While I'd agree that older fans tend to be biased in favor of fighters from their generation, I vehemently disagree with your thoughts on the heavyweight division. The heavyweight division is boxing's worst, hands down. It is putrid. And while Moore was old when Ali fought him, Ali was still a young fighter on the way up. He was still known as Cassius Clay when he faced Moore in 1962. It was the kind of fight to help a promising young prospect grow against a grizzled veteran who knows the tricks. But in his prime, Ali faced a slew of superb fighters, most of whom would be super duper stars by today's standards.


SHOW FOR FREE

I read your answer to a question regarding showing more fights on the UFC PPV. I do understand that time and money is a constraint to the UFC when broadcasting a PPV but to say "You can buy any of the fights you want from the UFC from its "UFC on Demand" service, though," is kind of screwed up. Do you not agree that they make enough money from the PPV and they should offer those fights for free to watch on their website? Come on. I know the UFC will show one or two PPV-level cards for free on Spike, but that is just being greedy.

Lenny Cusumano
Queens, N.Y.

The UFC is a business and, as such, businesses try to find ways to maximize revenues. Showing these fights with the UFC on Demand service is one way they've done that. I'm not going to criticize them for that. If their fans revolted against it, they wouldn't do it. If you don't like it, the best way to let them know is to not buy their product. But a lot of people are buying it, which tells the UFC it's on the right track.


HORRIBLE HEAVYWEIGHTS

As an MMA fan and a boxing fan, why is the sport of boxing in the heavyweights just falling apart?
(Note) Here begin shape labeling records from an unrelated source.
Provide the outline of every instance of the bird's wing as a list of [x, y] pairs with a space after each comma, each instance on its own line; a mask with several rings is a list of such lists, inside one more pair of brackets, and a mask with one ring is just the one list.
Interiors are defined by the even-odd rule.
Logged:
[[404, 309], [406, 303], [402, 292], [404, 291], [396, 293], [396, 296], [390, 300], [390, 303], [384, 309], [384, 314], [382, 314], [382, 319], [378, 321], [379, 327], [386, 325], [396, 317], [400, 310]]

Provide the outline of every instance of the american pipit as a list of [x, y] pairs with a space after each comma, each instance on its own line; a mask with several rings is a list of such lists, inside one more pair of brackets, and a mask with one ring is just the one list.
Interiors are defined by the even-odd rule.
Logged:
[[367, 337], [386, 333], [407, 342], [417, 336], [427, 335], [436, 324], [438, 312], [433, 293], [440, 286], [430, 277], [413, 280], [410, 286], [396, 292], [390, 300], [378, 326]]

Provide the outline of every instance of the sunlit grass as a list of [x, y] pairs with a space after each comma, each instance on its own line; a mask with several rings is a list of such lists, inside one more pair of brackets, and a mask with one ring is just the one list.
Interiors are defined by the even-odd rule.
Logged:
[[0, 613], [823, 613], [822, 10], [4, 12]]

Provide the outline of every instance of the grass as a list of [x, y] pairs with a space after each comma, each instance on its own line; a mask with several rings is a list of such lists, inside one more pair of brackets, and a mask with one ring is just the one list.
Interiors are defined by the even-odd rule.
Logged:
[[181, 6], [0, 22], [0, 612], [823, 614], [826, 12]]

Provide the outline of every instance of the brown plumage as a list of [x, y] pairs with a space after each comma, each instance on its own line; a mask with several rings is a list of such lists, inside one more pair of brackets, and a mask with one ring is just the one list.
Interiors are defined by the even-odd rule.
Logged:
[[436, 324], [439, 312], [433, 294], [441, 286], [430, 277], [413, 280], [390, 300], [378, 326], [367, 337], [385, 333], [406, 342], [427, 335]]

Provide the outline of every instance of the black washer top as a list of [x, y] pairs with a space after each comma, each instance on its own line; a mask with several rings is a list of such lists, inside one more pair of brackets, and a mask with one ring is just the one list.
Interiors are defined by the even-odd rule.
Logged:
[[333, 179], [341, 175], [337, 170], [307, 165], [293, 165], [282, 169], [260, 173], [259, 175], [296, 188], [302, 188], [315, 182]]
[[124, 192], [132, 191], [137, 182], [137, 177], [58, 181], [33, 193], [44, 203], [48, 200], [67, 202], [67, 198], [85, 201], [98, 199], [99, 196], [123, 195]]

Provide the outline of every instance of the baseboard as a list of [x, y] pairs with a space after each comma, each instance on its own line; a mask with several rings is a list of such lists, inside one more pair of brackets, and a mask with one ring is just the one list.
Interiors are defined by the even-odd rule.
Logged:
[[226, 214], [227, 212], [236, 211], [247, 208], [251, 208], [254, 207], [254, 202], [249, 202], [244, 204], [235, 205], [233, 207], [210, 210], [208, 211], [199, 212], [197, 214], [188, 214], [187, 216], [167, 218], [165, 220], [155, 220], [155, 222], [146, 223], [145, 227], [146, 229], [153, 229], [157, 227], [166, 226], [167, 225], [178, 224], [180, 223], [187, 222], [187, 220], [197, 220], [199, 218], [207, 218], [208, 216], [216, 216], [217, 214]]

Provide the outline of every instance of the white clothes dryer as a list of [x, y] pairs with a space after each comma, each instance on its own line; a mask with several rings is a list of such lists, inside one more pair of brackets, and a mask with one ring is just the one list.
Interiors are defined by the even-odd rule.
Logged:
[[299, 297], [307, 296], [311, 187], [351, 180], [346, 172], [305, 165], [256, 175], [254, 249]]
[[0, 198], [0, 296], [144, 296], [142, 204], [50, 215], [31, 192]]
I think Don King and others ruin a great sport with greed and poor match-ups.

Guy Smalley
Waynesville, N.C.

I'll grant you, Guy, that bad matches are part of the problem. But they're a very small part. The kids who once grew up dreaming of becoming the next heavyweight champion now grow up dreaming of being the next Kobe Bryant or the next Peyton Manning. Boxing is losing its great athletes to other sports.